Train your power, stability, and... your fascia.

Strength shows up differently in every single sport based on the demand of required skills and positions. While most can benefit from a general mix of squatting, pulling and pressing movements, Olympic weightlifting pretty much consists of all three of these already.

So when it comes to training the element of strength in this sport, using a wide variety of unilateral movements or isolated segments of both the snatch and clean and jerk are effective ways to improve positional strength.

A position that every weightlifter should spend time strengthening is the front rack position. Without a strong front rack, maintaining tension throughout your core while catching cleans or driving the bar at the start of a jerk will be infinitely harder.

The front rack position involves a little more than just “high elbows” and an upright torso. Being able to maintain the position while performing, let’s say, a front squat, jerk dip or push press is crucial in being able to achieve maximal strength. If your form starts to break down under fatigue, you might start adopting some bad habits that could affect your technique in the future. The more strength endurance you develop in the front rack, the greater your ability to handle volume and heavier loads becomes.

There are many muscle groups involved in the front rack position and while training these individually can be beneficial, weightlifters should practice training them as a whole unit. Prescribing a gymnast a ton of dumbbell shoulder presses won’t directly translate to better inversion skills. Training their core, back muscles and overhead stability goes hand in hand in order to achieve mastery of this skill.

[Related: 5 Drills to Improve Your Front Rack This Week]

j2fit weightlifting push press and jerk front rack

The Benefits of the Front Rack Split Squat

A great movement for weightlifters to incorporate into their strength training in the front rack split squat. This unilateral movement not only focused on quad development (which is crucial for the sport of weightlifting) but it also trains the stability and strength in your erectors, glutes, hamstrings, obliques, adductors and lats.

How these muscles work together can be best described as our body’s anatomical slings.

As much as you can train muscle groups individually, your body tends to rely on deeper muscle cooperation more so than just working the right and left when performing compound movements. Anatomical slings (or myofascial slings) consist of thick fascia that wrap around our muscles and interconnect with corresponding ligaments. They can run from the top or down or across our bodies, enabling us to produce power and force throughout an entire chain of muscles.

Training these slings harmoniously can help you improve overall strength, speed and power. However, any imbalances throughout the sling can cause unnecessary tension in other connected areas and can lead to misalignment.

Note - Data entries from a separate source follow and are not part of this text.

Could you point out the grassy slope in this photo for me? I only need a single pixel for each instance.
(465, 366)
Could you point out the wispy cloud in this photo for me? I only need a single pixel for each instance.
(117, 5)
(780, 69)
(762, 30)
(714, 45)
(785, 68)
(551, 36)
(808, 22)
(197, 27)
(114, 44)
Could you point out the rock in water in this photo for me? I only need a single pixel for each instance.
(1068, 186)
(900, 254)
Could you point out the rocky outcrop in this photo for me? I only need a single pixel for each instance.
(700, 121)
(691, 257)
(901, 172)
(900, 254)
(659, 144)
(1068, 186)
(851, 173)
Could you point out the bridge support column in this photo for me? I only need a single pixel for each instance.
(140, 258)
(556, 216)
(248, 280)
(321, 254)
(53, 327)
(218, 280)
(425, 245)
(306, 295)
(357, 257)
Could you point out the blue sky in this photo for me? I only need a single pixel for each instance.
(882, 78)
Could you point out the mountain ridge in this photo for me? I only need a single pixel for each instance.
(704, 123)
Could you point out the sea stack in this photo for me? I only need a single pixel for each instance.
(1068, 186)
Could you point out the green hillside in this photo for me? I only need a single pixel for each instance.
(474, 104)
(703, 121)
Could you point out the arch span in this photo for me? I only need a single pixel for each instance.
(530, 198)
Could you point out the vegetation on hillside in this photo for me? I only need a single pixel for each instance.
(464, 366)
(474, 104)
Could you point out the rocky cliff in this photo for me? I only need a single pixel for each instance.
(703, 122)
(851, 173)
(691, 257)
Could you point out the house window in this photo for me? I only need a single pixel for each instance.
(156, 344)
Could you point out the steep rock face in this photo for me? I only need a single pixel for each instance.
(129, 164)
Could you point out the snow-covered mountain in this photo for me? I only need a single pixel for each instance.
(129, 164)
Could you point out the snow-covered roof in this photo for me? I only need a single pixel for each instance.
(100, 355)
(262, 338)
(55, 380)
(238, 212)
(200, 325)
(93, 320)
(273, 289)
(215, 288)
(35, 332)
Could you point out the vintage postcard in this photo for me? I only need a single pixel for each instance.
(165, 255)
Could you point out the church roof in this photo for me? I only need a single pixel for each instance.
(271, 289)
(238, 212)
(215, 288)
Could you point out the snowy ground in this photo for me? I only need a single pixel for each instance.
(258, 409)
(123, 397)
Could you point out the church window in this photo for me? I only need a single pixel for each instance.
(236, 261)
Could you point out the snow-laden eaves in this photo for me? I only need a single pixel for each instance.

In weightlifting specifically, every lift involves producing force beyond the origin of the muscle contraction. Learning more about how to train these slings can help highlight and eliminate weaknesses.

In the front rack split squat, you would be targeting the four slings of the core:

deep longitudinal and posterior oblique slings
Deep longitudinal sling (left) and posterior oblique sling (right)
  • Deep longitudinal sling – erector with opposing glutes and bicep femoris
  • Posterior oblique sling – latissimus dorsi with opposing glutes
anterior oblique and lateral slings
Anterior oblique sling (left) and lateral sling (right)
  • Anterior oblique sling – internal and external obliques with opposing adductor
  • Lateral sling – quadratus lumborum (or QL) with opposing adductors and gluteus medius

If you’re reading this and thinking, “Wow, all I feel is my left glute max and my right erector during X movement”, then you’ve already uncovered a weakness throughout this sling on the opposing side of your body. It’s not wrong (at all) to train each of these muscle groups individually but, in a sport such as Olympic weightlifting, ensuring both sides are working in unison is crucial to developing maximal strength, stability and longevity.

[Related: 3 Split Squat Variations for Stronger Quads]

How To Perform A Front Rack Split Squat

You’ll need:

  • A bench or stool
  • A barbell (with the option of adding weight)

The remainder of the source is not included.